Les résultats ont montré qu’environ 7 % des femmes vivant aux États-Unis tenteront au moins une fois dans leur vie de se faire avorter elles-mêmes. « Cela représente environ 1 femme sur 14, soit un peu moins d’un million d’individus », explique Ralph.

Environ 33,6 % des femmes ont subi un avortement spontané qui a échoué et ont choisi de recourir à un avortement en clinique. L’étude suggère donc que les données des cliniques ne reflètent peut-être que cette proportion d’avortements spontanés.

Qui est le plus susceptible de gérer lui-même son avortement ?  

Face à des restrictions de plus en plus nombreuses, les résultats ont montré que les femmes à faible revenu étaient plus susceptibles de recourir à des avortements autogérés, de même que les femmes noires et hispaniques. Ces résultats coïncident avec une étude de 2013 qui suggérait que les femmes de couleur ou les femmes en situation d’insécurité financière avaient des taux d’avortement plus élevés que les femmes blanches ou les femmes ayant un statut socio-économique plus élevé  

Une femme sur cinq a déclaré avoir choisi de recourir à l’avortement par elle-même parce qu’elle n’arrivait pas à trouver de prestataire ou parce qu’elle devait se rendre trop loin pour se rendre dans une clinique. Environ 25,2 % des femmes ont déclaré qu’il était trop coûteux de se rendre dans une clinique et 14 % ont été découragées par la nécessité d’obtenir le consentement des parents dans une clinique.

Environ 13,2 % des femmes ont déclaré préférer un avortement autogéré, car cela leur semblait plus naturel. « Nous avons constaté que beaucoup d’entre elles ont également indiqué qu’elles souhaitaient un avortement autogéré, car elles pensaient que c’était plus facile, plus rapide ou plus naturel », explique Ralph. « C’était donc quelque chose qu’elles préféraient plutôt que d’aller dans une clinique. »

% des femmes étaient intéressées par les avortements autogérés.

Les avortements autogérés sont-ils sûrs ?

Parmi les méthodes d’avortement utilisées, les chercheurs ont constaté que 20 % des femmes ont eu recours à un avortement médicamenteux au misoprostol, 29,2 % à un autre médicament, 38,4 % à des plantes médicinales et 19,8 % à des techniques physiques pour provoquer un avortement.

Le Dr Kim Langdon, gynécologue-obstétricien chez Medzino, une société de télémédecine, affirme que les méthodes physiques ne sont pas sûres et recommande d’utiliser le misoprostol et la mifépristone, qui offrent de meilleures chances de succès s’ils sont pris au cours du premier trimestre.

« Il est pratiquement impossible de pratiquer un avortement autogéré en introduisant un objet dans l’utérus par le vagin sans mettre sa propre vie en danger », explique Langdon à Health Life Guide. « Un instrument inséré dans l’utérus peut provoquer une infection, une hémorragie, la mort, une embolie gazeuse, la stérilité et une hystérectomie ultérieure en cas de complications. »

Les experts craignent que les femmes qui n’ont pas facilement accès à la pilule contraceptive se tournent de plus en plus vers des méthodes dangereuses.
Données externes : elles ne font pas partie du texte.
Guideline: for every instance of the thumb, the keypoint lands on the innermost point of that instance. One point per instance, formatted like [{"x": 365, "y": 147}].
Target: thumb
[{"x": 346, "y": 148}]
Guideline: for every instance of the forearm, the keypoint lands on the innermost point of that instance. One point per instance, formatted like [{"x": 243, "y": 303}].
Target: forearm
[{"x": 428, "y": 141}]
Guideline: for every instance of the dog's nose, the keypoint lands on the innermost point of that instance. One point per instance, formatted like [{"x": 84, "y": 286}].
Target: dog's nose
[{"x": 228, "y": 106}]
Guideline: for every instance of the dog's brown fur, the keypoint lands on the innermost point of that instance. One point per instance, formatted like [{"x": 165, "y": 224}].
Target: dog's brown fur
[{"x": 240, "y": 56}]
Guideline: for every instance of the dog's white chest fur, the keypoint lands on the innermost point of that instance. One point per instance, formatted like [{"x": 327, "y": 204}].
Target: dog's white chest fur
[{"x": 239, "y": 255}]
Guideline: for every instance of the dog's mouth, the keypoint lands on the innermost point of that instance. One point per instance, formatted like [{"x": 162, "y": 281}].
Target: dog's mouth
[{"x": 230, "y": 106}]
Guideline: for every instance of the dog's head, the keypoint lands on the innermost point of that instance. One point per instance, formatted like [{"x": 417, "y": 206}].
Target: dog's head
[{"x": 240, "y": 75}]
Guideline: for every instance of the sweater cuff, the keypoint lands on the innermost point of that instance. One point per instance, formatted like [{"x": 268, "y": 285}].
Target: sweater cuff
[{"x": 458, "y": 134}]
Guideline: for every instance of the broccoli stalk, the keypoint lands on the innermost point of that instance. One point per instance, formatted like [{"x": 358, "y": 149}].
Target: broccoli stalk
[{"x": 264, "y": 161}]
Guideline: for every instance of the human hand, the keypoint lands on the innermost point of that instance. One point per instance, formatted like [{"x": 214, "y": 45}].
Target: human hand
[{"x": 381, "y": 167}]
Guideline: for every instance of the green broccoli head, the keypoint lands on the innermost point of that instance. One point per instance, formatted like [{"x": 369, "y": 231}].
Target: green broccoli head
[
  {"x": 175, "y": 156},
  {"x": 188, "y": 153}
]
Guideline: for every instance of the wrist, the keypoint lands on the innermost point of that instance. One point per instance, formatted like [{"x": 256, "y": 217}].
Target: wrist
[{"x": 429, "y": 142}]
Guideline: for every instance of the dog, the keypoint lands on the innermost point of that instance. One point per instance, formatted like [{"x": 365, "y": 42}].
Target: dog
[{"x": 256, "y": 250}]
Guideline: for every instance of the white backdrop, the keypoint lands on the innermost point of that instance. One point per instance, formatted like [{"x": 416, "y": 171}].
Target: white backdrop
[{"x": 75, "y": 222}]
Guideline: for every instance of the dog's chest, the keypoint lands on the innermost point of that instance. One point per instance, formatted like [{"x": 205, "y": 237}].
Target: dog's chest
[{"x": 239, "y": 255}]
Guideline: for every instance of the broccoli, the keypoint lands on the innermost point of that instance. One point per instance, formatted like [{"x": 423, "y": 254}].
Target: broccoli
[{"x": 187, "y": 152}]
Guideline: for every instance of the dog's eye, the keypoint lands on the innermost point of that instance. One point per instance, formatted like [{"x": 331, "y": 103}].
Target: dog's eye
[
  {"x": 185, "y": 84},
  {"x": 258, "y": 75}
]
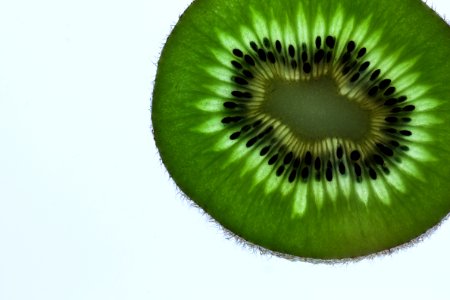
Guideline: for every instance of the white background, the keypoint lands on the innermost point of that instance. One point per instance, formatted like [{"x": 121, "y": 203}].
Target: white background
[{"x": 86, "y": 209}]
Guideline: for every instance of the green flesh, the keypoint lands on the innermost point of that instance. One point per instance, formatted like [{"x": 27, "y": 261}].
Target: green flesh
[
  {"x": 314, "y": 110},
  {"x": 315, "y": 218}
]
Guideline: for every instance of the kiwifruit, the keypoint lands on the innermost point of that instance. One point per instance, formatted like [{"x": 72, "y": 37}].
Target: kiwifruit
[{"x": 314, "y": 129}]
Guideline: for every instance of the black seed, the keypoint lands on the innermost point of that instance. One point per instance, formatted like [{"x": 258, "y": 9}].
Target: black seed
[
  {"x": 330, "y": 42},
  {"x": 355, "y": 155},
  {"x": 228, "y": 120},
  {"x": 278, "y": 46},
  {"x": 361, "y": 52},
  {"x": 307, "y": 68},
  {"x": 351, "y": 46},
  {"x": 238, "y": 53},
  {"x": 236, "y": 64},
  {"x": 296, "y": 163},
  {"x": 305, "y": 173},
  {"x": 294, "y": 64},
  {"x": 364, "y": 66},
  {"x": 257, "y": 123},
  {"x": 329, "y": 56},
  {"x": 405, "y": 132},
  {"x": 391, "y": 119},
  {"x": 375, "y": 74},
  {"x": 292, "y": 176},
  {"x": 389, "y": 91},
  {"x": 235, "y": 135},
  {"x": 346, "y": 70},
  {"x": 354, "y": 77},
  {"x": 304, "y": 56},
  {"x": 378, "y": 159},
  {"x": 384, "y": 83},
  {"x": 230, "y": 105},
  {"x": 318, "y": 42},
  {"x": 373, "y": 91},
  {"x": 280, "y": 171},
  {"x": 247, "y": 95},
  {"x": 291, "y": 51},
  {"x": 339, "y": 152},
  {"x": 269, "y": 129},
  {"x": 273, "y": 159},
  {"x": 248, "y": 74},
  {"x": 394, "y": 143},
  {"x": 248, "y": 59},
  {"x": 346, "y": 57},
  {"x": 390, "y": 102},
  {"x": 264, "y": 150},
  {"x": 406, "y": 120},
  {"x": 341, "y": 168},
  {"x": 251, "y": 142},
  {"x": 271, "y": 57},
  {"x": 329, "y": 174},
  {"x": 288, "y": 158},
  {"x": 240, "y": 81},
  {"x": 262, "y": 54},
  {"x": 318, "y": 56},
  {"x": 317, "y": 163},
  {"x": 237, "y": 94},
  {"x": 358, "y": 170},
  {"x": 385, "y": 150}
]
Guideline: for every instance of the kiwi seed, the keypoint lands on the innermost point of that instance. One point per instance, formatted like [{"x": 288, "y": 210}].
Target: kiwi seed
[{"x": 313, "y": 129}]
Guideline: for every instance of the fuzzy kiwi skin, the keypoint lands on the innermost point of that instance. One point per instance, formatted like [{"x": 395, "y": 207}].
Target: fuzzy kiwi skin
[{"x": 344, "y": 228}]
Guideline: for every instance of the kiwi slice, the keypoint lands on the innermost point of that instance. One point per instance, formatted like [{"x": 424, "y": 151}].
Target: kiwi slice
[{"x": 313, "y": 129}]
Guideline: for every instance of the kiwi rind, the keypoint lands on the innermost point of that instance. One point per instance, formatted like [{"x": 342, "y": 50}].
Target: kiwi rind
[{"x": 210, "y": 169}]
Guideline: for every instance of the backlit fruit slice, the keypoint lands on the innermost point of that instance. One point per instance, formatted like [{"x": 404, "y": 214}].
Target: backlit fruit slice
[{"x": 315, "y": 129}]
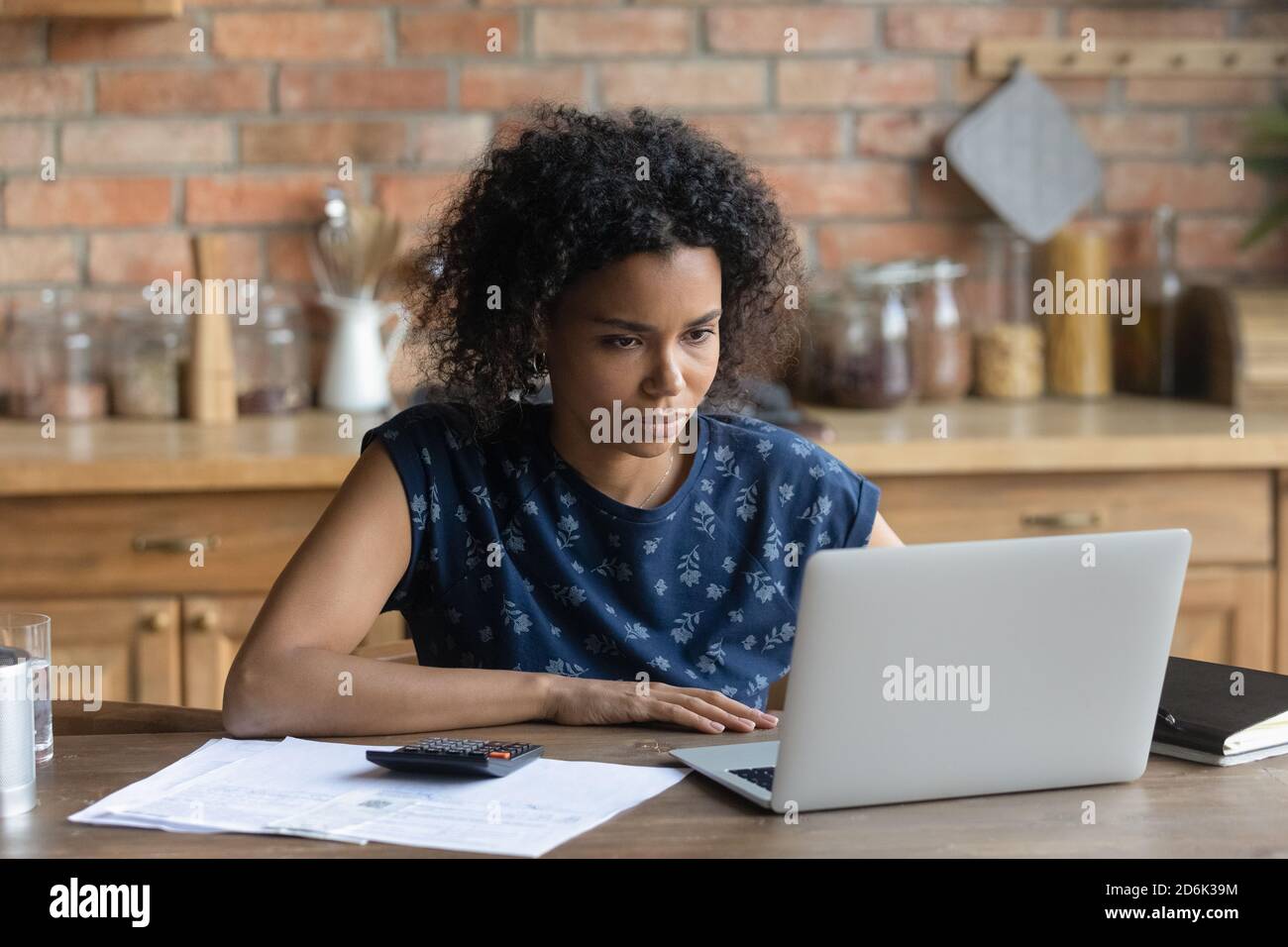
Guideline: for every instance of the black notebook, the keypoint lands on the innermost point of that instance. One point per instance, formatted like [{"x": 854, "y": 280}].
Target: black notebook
[{"x": 1216, "y": 724}]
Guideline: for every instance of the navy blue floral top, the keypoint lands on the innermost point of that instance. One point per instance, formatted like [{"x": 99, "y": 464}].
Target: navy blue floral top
[{"x": 519, "y": 564}]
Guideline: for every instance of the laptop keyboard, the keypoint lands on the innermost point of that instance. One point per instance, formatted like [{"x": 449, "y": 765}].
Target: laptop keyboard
[{"x": 761, "y": 776}]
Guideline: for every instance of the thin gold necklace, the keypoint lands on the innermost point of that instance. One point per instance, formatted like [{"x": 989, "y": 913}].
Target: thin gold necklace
[{"x": 670, "y": 464}]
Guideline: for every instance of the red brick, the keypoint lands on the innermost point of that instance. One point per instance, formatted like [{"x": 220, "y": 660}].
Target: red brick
[
  {"x": 838, "y": 82},
  {"x": 143, "y": 144},
  {"x": 86, "y": 201},
  {"x": 288, "y": 257},
  {"x": 1214, "y": 243},
  {"x": 902, "y": 134},
  {"x": 503, "y": 86},
  {"x": 314, "y": 90},
  {"x": 22, "y": 42},
  {"x": 140, "y": 257},
  {"x": 104, "y": 40},
  {"x": 841, "y": 244},
  {"x": 31, "y": 260},
  {"x": 954, "y": 29},
  {"x": 776, "y": 136},
  {"x": 300, "y": 37},
  {"x": 458, "y": 33},
  {"x": 593, "y": 34},
  {"x": 952, "y": 197},
  {"x": 1145, "y": 25},
  {"x": 1207, "y": 185},
  {"x": 44, "y": 91},
  {"x": 840, "y": 189},
  {"x": 25, "y": 145},
  {"x": 451, "y": 138},
  {"x": 1227, "y": 134},
  {"x": 1198, "y": 91},
  {"x": 253, "y": 198},
  {"x": 321, "y": 142},
  {"x": 411, "y": 197},
  {"x": 683, "y": 84},
  {"x": 818, "y": 29},
  {"x": 1133, "y": 133},
  {"x": 159, "y": 91}
]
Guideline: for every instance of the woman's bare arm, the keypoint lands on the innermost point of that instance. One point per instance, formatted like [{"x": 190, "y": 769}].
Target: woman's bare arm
[
  {"x": 883, "y": 535},
  {"x": 295, "y": 673}
]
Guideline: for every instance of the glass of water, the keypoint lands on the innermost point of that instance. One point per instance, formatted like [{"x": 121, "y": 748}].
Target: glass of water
[{"x": 30, "y": 631}]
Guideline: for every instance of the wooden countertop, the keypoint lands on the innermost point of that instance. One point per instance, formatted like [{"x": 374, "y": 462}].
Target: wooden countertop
[
  {"x": 305, "y": 450},
  {"x": 1175, "y": 809}
]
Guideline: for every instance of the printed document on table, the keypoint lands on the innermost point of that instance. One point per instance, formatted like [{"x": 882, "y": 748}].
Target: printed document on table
[
  {"x": 331, "y": 789},
  {"x": 211, "y": 755}
]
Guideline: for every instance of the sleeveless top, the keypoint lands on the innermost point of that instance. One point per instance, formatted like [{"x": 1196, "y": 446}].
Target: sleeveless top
[{"x": 519, "y": 564}]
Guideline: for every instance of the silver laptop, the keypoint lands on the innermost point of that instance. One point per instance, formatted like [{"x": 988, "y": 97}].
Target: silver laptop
[{"x": 961, "y": 669}]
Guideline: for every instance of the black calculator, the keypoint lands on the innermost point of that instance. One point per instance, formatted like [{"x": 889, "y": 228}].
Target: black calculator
[{"x": 468, "y": 757}]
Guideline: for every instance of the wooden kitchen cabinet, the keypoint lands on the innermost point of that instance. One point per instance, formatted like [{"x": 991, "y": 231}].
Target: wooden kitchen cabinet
[{"x": 134, "y": 639}]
Les avortements mal gérés peuvent entraîner des complications allant de l’hémorragie et de la septicémie au décès.

Ralph dit que son équipe envisage de répéter l’enquête pour mieux refléter l’impact de la COVID-19. Ils espèrent également pouvoir travailler avec les professions médicales pour créer des tests de dépistage des médicaments abortifs qui pourront être envoyés par courrier aux personnes qui en ont besoin.

Ce que cela signifie pour vous

Les restrictions en matière d’avortement varient selon les États et la décision de la Cour suprême limite considérablement la possibilité d’accéder en toute sécurité aux options d’avortement auto-induit. Parlez à un médecin pour savoir si un avortement auto-géré est une option de traitement viable avant d’entreprendre toute démarche.